Have you thought about putting your project up on github and seeing if anyone is interested in collaborating?oktophonie wrote: ↑19 Jan 2021, 12:24Having written quite a few tools for manipulating SCORE files, and therefore being pretty familiar with a lot of the internal workings, I did make a start on a sort of desktop clone of it which at least got as far as opening up files and being able to display them in a window (at least partly - to implement the translation of all the parameter types and values into graphics would be a huge job, but I made a start on the basics), but that was rather too much work to keep up purely as a hobby, so I abandoned it. I attach a screenshot for the curious.

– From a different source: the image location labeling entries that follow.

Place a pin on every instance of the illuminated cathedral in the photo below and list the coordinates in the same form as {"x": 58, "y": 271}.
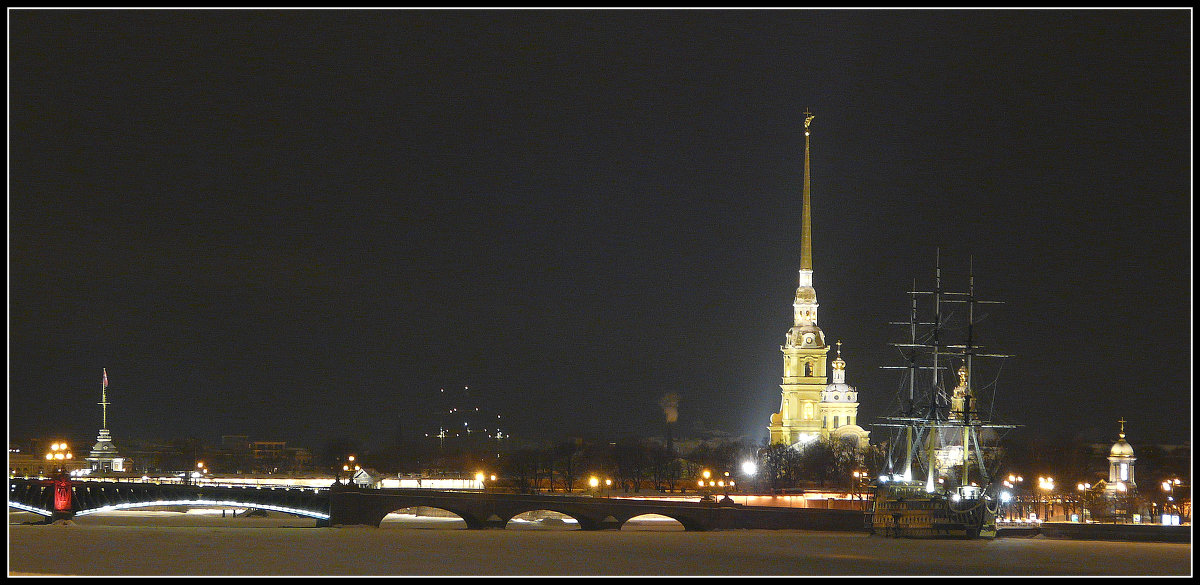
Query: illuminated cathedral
{"x": 814, "y": 403}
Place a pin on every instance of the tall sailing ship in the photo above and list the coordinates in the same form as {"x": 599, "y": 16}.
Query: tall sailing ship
{"x": 939, "y": 480}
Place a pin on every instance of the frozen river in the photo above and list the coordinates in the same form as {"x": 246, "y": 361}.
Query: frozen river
{"x": 173, "y": 543}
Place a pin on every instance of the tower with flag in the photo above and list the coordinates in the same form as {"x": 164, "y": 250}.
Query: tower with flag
{"x": 105, "y": 456}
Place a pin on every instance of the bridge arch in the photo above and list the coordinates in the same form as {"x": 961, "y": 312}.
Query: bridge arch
{"x": 454, "y": 519}
{"x": 660, "y": 522}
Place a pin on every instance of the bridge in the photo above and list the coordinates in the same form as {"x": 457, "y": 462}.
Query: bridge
{"x": 346, "y": 505}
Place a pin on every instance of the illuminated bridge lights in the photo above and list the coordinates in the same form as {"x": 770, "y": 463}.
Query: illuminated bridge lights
{"x": 307, "y": 513}
{"x": 29, "y": 508}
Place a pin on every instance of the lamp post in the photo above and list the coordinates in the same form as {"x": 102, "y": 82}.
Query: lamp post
{"x": 1047, "y": 486}
{"x": 749, "y": 469}
{"x": 1083, "y": 500}
{"x": 706, "y": 486}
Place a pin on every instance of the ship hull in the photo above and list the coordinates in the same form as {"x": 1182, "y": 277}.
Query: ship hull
{"x": 912, "y": 513}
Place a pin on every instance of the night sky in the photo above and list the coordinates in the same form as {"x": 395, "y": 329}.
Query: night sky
{"x": 299, "y": 224}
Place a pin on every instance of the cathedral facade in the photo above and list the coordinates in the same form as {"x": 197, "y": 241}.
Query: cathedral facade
{"x": 815, "y": 403}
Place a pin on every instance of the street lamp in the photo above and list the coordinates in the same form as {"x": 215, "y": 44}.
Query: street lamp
{"x": 1047, "y": 484}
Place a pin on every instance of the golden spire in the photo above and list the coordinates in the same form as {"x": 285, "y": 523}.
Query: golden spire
{"x": 807, "y": 229}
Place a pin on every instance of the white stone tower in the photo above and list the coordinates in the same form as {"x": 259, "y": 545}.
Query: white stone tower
{"x": 804, "y": 350}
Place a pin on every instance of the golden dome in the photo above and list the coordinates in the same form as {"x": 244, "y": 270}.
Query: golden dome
{"x": 1121, "y": 448}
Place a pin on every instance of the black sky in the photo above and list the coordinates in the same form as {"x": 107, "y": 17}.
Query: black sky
{"x": 300, "y": 224}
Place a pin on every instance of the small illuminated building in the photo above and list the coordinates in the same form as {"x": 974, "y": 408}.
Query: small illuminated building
{"x": 1121, "y": 465}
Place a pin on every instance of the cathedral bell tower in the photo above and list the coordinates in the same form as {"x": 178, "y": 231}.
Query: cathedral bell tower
{"x": 805, "y": 353}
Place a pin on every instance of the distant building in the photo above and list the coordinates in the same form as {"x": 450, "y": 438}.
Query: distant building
{"x": 1121, "y": 466}
{"x": 811, "y": 405}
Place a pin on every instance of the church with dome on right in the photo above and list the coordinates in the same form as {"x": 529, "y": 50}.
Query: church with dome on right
{"x": 815, "y": 403}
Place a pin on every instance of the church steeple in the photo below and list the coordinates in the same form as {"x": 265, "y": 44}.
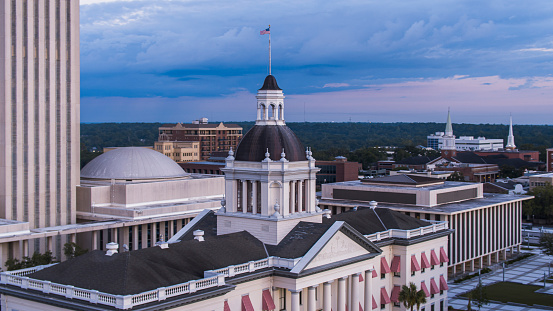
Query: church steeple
{"x": 511, "y": 138}
{"x": 448, "y": 148}
{"x": 270, "y": 103}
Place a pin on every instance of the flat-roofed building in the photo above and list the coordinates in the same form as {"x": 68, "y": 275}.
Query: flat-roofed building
{"x": 212, "y": 137}
{"x": 487, "y": 226}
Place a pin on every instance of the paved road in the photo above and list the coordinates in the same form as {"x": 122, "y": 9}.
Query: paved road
{"x": 528, "y": 271}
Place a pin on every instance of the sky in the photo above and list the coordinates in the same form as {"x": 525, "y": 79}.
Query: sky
{"x": 341, "y": 61}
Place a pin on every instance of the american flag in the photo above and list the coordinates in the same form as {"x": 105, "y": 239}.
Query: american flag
{"x": 266, "y": 31}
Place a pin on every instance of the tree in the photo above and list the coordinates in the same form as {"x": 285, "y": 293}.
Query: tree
{"x": 72, "y": 250}
{"x": 456, "y": 176}
{"x": 411, "y": 297}
{"x": 37, "y": 259}
{"x": 479, "y": 296}
{"x": 546, "y": 243}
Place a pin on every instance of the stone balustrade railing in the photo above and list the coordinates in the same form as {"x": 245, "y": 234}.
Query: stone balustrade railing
{"x": 407, "y": 234}
{"x": 213, "y": 278}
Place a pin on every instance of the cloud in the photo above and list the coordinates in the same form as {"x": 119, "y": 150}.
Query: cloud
{"x": 212, "y": 49}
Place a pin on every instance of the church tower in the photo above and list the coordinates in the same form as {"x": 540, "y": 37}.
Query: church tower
{"x": 511, "y": 138}
{"x": 270, "y": 179}
{"x": 448, "y": 148}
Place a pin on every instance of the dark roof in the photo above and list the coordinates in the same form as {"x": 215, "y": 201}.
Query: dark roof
{"x": 369, "y": 221}
{"x": 416, "y": 160}
{"x": 299, "y": 241}
{"x": 150, "y": 268}
{"x": 270, "y": 84}
{"x": 274, "y": 137}
{"x": 403, "y": 179}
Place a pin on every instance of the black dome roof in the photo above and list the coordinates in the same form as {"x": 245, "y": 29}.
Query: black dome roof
{"x": 275, "y": 137}
{"x": 270, "y": 84}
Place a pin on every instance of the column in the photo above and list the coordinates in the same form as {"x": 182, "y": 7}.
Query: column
{"x": 341, "y": 294}
{"x": 295, "y": 301}
{"x": 355, "y": 291}
{"x": 94, "y": 241}
{"x": 300, "y": 195}
{"x": 135, "y": 237}
{"x": 327, "y": 295}
{"x": 311, "y": 302}
{"x": 254, "y": 197}
{"x": 368, "y": 290}
{"x": 293, "y": 197}
{"x": 244, "y": 196}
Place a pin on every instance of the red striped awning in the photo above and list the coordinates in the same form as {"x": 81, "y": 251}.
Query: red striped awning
{"x": 424, "y": 261}
{"x": 434, "y": 258}
{"x": 415, "y": 264}
{"x": 384, "y": 298}
{"x": 443, "y": 283}
{"x": 425, "y": 289}
{"x": 384, "y": 267}
{"x": 395, "y": 293}
{"x": 443, "y": 255}
{"x": 268, "y": 303}
{"x": 434, "y": 287}
{"x": 247, "y": 303}
{"x": 396, "y": 264}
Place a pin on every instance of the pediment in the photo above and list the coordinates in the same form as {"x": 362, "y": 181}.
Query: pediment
{"x": 339, "y": 244}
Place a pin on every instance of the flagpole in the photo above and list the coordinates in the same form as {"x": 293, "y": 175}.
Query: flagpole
{"x": 269, "y": 49}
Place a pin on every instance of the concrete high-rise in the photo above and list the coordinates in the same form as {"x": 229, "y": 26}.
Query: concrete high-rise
{"x": 39, "y": 111}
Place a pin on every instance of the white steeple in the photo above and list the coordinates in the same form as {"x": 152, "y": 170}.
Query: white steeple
{"x": 448, "y": 148}
{"x": 511, "y": 139}
{"x": 270, "y": 103}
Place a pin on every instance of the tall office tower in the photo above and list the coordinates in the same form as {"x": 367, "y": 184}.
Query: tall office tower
{"x": 39, "y": 111}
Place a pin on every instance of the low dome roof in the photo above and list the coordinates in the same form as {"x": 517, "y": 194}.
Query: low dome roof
{"x": 254, "y": 144}
{"x": 132, "y": 163}
{"x": 270, "y": 84}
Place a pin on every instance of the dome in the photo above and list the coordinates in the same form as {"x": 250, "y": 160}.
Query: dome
{"x": 132, "y": 163}
{"x": 254, "y": 144}
{"x": 270, "y": 84}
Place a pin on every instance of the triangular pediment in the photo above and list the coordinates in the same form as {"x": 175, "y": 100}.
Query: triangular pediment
{"x": 339, "y": 244}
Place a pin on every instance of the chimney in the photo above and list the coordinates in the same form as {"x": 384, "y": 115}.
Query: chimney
{"x": 112, "y": 248}
{"x": 199, "y": 235}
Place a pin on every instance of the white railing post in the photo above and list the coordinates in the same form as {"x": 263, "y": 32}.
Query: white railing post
{"x": 161, "y": 294}
{"x": 123, "y": 302}
{"x": 47, "y": 287}
{"x": 24, "y": 282}
{"x": 70, "y": 291}
{"x": 192, "y": 287}
{"x": 94, "y": 296}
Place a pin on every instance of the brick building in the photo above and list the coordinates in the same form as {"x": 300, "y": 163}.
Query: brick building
{"x": 212, "y": 137}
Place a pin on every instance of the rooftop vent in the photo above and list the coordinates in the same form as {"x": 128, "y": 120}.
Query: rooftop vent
{"x": 373, "y": 204}
{"x": 112, "y": 248}
{"x": 199, "y": 235}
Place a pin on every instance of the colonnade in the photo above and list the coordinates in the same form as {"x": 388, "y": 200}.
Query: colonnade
{"x": 357, "y": 296}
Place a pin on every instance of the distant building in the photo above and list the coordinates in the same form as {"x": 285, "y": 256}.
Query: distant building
{"x": 211, "y": 137}
{"x": 549, "y": 159}
{"x": 541, "y": 180}
{"x": 487, "y": 226}
{"x": 179, "y": 151}
{"x": 337, "y": 170}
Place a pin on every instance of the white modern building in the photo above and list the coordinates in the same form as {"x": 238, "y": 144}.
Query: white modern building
{"x": 268, "y": 247}
{"x": 39, "y": 127}
{"x": 487, "y": 227}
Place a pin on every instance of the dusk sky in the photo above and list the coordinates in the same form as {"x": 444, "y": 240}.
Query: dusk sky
{"x": 364, "y": 61}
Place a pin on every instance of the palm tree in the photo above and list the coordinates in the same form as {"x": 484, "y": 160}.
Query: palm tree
{"x": 411, "y": 297}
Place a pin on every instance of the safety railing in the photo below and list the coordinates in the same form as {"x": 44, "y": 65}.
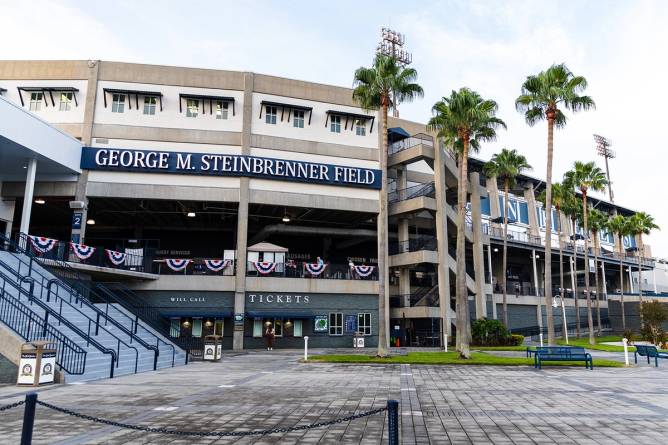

There may be mileage in taking SCORE's algorithms and using them in a modern software product that takes advantage of all the advances in computational power and capabilities of modern hardware and practices. (Now with Curves™ )
But realistically, for generations of musicians raised on GUI interfaces (and increasingly now on touchscreen devices), having to learn a big load of code is a massive barrier to entry. Whatever form 'Son of SCORE' takes, it would have to be GUI.
There's also the fact that the notation app market is massively over-saturated. Only the other day, we had posts from someone starting their own notation software, despite two large open source projects: Lilypond and MuseScore, and several others in various states; then there's around 20 small commercial projects -- all of which are vying for position behind Dorico, Finale and Sibelius.